I soggiorni a Londra, a Copenaghen, a New York rappresentano un’esperienza emblematica del suo percorso artistico, che approda in una visione personale con il trasferimento nel 1986 a Milano. La città ambrosiana corrobora il suo talento artistico per la vicinanza ai musei europei, ma senza mai rinnegare le sue radici etnee. Uno sviluppo che lo storico e critico d’arte Giuseppe Frazzetto definisce come “un precisarsi del colore sulla superficie, in una rammemorazione concentrata sul rapporto tra figura e fondo”. Per il noto studioso la dialettica tra grafica e pittura si snoda come una “alternativa fra energia magmatica e tramatura razionale, che tende a risolversi a favore di una superficie intesa come campo dell’irruzione del tempo del colore”.
Come docente all’Accademia delle Belle Arti di Brera, poi di Budapest e di Milano perviene a questo genere personale con la trasformazione del colore in forme concrete (“pittura solida”) grazie ad un programma di computer grafica e modellazione 3D. Le forme così ottenute – come afferma un cultore della sua opera – “possono essere tradotte in qualunque dimensione fino all’architettura” con un discorso variegato, dove “la musica diventa astrazione cromatica, la pittura forma pittorica tridimensionale e quest’ultima architettura” (F. D’Amico, Artitettura. Daniela Pellegrini e Nino Mustico, “La Stampa”, 26 giugno 2017) Un modo di sostituire lo sguardo istantaneo dell’osservatore con quello che volge con la dimensione temporale verso una “plasticità del farsi spazio d’una forma che è dipinta”. La tematica caratterizza la mostra “Artitettura”, esposta nel giugno 2017 a Palazzo Chiericati, là dove arte e architettura diventano oggetto di continue modifiche e mutamenti determinati dall’intercedere degli artefatti dell’ambiente naturale. Delle sue molteplici mostre, che si susseguono con ritmo incessante e frenetico, si possono ricordare quelle tenute a Bologna e a Pavia e pubblicate nel catalogo “Arie colorate” (Milano 1993); quella tedesca edita nel libretto “Continua a dipingere” (Heidelberg 1999) fino alle ultime tenute nel 2010 a Pietrasanta e nel 2012 a Milano, anch’esse edite nei due cataloghi “Pittura solida” (Milano 2010) e “Sparkle” (Milano 2012), e nel 2013 a Nervi con il titolo “Simbiosi” (s. l. 2013).

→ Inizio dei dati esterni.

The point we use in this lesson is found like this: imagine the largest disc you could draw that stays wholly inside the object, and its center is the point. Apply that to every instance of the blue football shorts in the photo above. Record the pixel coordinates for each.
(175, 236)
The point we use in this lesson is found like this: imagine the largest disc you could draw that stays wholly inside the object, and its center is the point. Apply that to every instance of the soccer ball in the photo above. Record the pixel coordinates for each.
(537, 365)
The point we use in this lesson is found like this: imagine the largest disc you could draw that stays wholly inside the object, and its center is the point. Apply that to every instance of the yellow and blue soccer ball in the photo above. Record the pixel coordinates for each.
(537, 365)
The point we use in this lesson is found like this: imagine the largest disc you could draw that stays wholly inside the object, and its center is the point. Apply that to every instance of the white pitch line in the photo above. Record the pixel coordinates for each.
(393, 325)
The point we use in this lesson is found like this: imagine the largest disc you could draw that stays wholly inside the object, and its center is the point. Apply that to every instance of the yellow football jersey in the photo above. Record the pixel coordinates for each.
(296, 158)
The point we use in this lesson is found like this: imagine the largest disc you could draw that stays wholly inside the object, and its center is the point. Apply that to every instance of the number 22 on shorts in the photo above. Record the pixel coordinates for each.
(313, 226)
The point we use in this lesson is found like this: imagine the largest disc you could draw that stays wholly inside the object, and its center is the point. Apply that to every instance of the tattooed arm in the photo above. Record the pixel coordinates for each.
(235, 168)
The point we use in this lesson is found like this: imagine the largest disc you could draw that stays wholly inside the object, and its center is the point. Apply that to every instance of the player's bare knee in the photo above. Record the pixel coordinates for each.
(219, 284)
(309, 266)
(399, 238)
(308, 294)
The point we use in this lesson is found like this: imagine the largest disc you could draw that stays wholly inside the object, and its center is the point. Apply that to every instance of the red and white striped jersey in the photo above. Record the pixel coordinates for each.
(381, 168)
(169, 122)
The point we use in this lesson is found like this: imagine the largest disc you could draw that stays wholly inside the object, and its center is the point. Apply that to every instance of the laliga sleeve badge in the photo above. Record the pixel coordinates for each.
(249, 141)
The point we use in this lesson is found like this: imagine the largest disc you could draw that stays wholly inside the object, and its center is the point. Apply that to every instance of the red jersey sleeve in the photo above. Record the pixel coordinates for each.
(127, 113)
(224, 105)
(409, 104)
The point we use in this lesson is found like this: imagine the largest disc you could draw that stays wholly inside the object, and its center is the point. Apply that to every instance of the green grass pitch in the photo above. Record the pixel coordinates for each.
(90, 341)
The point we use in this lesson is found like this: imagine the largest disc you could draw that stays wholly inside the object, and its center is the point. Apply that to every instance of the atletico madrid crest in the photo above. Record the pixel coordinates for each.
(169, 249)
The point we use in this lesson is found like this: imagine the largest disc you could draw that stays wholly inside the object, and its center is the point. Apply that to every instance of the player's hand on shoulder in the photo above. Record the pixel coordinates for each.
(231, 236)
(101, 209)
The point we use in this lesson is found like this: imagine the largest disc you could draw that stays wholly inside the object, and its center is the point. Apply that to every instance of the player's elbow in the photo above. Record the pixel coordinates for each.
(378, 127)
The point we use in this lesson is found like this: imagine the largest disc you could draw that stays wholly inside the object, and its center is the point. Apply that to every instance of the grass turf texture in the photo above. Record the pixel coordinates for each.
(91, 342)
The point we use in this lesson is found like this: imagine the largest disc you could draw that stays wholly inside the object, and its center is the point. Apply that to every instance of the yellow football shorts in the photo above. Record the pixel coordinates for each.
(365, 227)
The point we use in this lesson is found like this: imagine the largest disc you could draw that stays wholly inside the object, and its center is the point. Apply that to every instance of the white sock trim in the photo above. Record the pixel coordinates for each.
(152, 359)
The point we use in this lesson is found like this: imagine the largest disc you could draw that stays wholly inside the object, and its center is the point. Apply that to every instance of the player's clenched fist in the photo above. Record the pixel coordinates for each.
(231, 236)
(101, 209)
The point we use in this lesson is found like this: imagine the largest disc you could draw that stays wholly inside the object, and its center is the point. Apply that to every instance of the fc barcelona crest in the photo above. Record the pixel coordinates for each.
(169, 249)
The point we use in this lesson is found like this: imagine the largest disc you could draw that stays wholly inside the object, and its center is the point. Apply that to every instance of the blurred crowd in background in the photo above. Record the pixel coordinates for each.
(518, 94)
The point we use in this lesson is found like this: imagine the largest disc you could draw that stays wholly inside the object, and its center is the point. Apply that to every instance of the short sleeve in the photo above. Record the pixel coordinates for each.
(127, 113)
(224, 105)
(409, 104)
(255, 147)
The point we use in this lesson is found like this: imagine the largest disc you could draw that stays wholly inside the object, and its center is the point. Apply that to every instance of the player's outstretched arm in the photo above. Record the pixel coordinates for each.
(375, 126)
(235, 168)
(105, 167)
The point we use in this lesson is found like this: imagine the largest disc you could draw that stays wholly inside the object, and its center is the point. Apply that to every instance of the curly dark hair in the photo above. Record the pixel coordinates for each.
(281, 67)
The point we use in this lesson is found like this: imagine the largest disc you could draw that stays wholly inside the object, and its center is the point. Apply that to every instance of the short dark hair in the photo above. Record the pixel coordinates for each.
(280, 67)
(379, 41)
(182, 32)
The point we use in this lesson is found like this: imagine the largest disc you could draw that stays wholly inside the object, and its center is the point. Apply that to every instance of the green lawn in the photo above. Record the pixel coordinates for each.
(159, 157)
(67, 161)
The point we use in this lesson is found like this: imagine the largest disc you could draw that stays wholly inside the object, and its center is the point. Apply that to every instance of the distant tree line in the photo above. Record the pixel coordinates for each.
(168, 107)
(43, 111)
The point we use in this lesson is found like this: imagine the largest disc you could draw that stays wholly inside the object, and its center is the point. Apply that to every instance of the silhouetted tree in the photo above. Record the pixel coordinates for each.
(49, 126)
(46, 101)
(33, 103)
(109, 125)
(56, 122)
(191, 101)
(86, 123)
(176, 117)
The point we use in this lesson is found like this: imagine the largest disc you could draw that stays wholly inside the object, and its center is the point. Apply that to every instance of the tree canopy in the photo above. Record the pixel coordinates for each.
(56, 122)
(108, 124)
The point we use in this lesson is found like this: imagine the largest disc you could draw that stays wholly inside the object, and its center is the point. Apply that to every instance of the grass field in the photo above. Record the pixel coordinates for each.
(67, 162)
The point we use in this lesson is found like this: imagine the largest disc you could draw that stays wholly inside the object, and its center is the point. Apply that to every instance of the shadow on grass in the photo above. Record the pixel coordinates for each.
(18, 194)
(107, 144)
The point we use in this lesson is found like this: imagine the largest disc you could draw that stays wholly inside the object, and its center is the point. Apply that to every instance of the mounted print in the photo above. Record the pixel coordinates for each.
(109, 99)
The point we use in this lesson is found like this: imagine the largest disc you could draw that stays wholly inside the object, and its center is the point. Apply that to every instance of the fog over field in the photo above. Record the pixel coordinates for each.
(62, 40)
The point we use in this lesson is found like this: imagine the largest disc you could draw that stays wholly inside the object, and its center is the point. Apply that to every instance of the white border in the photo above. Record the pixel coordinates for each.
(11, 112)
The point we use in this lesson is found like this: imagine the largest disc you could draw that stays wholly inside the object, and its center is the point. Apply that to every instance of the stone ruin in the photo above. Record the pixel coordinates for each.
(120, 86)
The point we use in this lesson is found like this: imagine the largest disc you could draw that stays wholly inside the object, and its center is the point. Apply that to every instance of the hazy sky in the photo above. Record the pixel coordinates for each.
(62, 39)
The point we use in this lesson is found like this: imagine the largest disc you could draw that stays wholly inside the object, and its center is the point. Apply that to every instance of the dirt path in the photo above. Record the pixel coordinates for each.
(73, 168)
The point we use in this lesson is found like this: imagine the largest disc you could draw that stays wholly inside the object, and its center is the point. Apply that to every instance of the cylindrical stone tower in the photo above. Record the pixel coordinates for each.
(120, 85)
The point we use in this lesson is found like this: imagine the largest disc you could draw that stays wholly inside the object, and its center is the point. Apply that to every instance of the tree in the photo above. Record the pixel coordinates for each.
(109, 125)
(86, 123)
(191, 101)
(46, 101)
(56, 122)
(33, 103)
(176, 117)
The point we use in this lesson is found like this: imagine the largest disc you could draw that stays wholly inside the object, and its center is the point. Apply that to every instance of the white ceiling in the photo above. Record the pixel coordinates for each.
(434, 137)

Il progetto culturale dell’artista adranita assume così la valenza conoscitiva per quanti intendono continuare la sua opera, da cui hanno origine riflessioni fantasiose, che – coniugate con impulsi e visioni – danno vita a nuove forme architettoniche. Il leitmotiv conduttore, che informa la sua creazione artistica, supera così un modello di stagnazione culturale e si pone su un piano di originalità per la fusione di conoscenze interdisciplinari. L’attribuzione di una parte della creatività ai software elettronici non lo allontana dall’ambito umano e rende le sue finalità degne di essere riprese per la riscoperta di nuovi processi artistici. La sua pratica architettonica intende infatti promuovere azioni idonee al rispetto della vita e dell’ambiente naturale, con il quale è necessario sempre confrontarsi per la conservazione della vita.